Euclidean Geometry

5 Special Lines in a Triangle

Altitude, median, and the three bisectors

This article uses Similarity. Please kindly read Theorem 1.1 beforehand if you’re unfamiliar with it.

In this article and many more to come, we will discuss some unique properties of triangles. Given an arbitrary triangle, define the following:

• Altitude: a line that passes through a vertex and the opposite side, and forms a right angle with that side.
• Median: a line that passes through the midpoint of a side and the opposite vertex.
• Perpendicular bisector: a line that intersects a side of the triangle at its midpoint and makes a right angle with the side.
• Internal/interior angle bisector: a line that splits an internal angle of the triangle into two congruent parts.
• External/exterior angle bisector: a line that splits an external angle of the triangle into two congruent parts.

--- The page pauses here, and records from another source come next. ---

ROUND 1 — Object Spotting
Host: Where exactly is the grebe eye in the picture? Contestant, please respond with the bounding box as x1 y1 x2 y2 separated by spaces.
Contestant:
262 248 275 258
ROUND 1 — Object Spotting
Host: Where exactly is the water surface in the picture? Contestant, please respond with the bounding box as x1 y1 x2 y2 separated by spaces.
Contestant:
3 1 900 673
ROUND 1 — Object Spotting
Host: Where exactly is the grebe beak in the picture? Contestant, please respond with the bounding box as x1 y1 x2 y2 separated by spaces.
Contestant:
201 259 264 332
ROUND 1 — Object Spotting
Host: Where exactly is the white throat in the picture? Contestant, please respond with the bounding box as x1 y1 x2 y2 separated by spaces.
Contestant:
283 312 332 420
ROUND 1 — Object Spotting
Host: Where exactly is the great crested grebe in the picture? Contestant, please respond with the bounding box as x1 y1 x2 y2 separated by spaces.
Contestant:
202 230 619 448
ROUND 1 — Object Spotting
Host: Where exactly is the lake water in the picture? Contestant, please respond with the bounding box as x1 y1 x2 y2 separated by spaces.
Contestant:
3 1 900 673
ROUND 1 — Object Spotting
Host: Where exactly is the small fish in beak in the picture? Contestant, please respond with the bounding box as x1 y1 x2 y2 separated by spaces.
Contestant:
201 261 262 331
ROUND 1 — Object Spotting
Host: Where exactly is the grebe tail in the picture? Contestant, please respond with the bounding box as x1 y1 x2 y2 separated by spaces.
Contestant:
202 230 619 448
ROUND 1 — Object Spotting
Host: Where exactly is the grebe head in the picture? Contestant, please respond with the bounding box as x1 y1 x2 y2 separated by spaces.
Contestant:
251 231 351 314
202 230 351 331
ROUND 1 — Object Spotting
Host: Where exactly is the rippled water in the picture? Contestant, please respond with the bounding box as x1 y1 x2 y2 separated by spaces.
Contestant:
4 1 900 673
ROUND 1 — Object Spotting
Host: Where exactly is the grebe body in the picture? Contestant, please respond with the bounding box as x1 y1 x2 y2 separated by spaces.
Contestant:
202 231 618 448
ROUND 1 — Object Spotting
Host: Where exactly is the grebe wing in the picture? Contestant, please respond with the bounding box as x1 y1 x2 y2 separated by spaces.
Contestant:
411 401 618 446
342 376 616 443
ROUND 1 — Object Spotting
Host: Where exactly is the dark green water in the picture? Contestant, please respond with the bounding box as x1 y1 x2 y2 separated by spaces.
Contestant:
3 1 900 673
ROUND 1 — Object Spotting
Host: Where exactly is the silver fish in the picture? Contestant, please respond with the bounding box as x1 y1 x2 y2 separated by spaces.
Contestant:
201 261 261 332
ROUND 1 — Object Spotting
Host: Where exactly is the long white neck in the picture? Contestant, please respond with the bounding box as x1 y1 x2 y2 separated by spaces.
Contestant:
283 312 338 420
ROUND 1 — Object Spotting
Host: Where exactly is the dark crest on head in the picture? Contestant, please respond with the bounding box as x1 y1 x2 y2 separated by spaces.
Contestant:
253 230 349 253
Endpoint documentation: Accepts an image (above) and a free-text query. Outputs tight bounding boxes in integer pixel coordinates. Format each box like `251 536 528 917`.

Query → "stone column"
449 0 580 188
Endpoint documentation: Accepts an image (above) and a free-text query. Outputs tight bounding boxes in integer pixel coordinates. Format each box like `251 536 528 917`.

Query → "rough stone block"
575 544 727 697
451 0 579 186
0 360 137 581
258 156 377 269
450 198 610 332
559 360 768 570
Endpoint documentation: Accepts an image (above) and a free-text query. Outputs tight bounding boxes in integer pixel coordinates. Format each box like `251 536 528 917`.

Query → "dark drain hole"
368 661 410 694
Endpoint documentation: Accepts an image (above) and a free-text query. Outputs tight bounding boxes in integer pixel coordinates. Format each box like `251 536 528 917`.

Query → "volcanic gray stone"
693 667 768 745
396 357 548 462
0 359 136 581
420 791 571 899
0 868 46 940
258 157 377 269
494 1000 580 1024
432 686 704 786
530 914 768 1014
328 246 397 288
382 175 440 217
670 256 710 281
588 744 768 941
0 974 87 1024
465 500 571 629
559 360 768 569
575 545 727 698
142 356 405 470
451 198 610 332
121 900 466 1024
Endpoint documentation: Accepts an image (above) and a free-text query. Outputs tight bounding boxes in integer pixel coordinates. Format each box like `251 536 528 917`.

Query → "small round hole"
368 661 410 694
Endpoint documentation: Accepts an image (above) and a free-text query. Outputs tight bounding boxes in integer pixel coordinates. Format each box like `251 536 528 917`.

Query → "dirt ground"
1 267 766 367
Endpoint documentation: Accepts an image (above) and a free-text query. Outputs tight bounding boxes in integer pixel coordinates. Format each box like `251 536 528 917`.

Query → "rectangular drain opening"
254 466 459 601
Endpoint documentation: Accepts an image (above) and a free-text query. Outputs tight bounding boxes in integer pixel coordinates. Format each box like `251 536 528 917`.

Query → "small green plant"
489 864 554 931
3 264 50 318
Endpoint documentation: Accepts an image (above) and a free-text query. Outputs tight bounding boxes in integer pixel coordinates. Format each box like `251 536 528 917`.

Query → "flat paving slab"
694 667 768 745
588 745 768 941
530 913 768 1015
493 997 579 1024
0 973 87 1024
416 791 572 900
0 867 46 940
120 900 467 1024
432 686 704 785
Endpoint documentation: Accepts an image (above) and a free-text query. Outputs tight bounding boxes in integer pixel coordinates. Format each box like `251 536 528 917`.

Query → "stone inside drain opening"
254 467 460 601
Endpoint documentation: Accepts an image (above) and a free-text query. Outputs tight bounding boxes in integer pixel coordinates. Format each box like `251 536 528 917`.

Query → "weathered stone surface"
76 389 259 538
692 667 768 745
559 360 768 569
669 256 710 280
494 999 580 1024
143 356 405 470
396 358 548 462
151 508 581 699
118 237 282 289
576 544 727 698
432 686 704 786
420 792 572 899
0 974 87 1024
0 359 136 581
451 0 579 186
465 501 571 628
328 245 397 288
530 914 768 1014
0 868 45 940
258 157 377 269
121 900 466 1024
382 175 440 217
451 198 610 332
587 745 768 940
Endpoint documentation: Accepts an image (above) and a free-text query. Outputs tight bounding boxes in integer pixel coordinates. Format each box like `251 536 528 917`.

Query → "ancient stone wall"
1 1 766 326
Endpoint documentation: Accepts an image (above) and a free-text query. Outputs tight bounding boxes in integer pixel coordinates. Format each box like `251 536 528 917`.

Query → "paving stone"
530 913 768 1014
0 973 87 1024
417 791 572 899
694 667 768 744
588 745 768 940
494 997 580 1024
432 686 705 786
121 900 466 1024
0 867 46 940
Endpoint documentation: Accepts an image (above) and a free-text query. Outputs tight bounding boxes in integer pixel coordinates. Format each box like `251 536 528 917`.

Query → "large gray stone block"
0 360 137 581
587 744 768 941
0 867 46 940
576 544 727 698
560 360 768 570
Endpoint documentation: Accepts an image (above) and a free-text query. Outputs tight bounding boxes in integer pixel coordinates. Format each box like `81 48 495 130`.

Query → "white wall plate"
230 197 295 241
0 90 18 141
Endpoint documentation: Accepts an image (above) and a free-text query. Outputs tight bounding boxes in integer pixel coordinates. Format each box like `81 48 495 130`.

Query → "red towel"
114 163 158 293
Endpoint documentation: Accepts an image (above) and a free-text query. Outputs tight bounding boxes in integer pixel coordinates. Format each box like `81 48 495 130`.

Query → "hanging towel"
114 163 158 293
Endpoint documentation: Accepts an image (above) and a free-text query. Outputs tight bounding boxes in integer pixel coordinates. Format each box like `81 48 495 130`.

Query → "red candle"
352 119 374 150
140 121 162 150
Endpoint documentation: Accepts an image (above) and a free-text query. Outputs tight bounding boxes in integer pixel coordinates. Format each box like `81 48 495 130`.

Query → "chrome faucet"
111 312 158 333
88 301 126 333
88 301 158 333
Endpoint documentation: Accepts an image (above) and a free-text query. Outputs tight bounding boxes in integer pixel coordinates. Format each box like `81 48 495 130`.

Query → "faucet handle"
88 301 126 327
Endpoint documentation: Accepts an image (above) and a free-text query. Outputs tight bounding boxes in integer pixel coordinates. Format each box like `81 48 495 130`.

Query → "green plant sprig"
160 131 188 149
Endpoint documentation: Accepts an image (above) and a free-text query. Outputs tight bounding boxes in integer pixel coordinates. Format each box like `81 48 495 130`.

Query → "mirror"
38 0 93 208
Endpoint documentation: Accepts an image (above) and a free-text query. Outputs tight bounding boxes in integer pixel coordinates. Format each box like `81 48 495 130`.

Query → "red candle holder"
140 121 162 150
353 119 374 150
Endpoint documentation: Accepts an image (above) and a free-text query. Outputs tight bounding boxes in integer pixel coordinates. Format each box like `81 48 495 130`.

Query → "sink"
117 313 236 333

Since a triangle has three sides and vertices, it also has three altitudes, medians, perpendicular bisectors, internal angle bisectors, and external angle bisectors. For example, the altitude, median, perpendicular bisector, internal angle bisector, and external angle bisector corresponding to the vertex A of △ABC is shown respectively as a, b, c, d, and e in Figure 1.2. Often we call an internal angle bisector simply an angle bisector without emphasizing it is for an internal angle.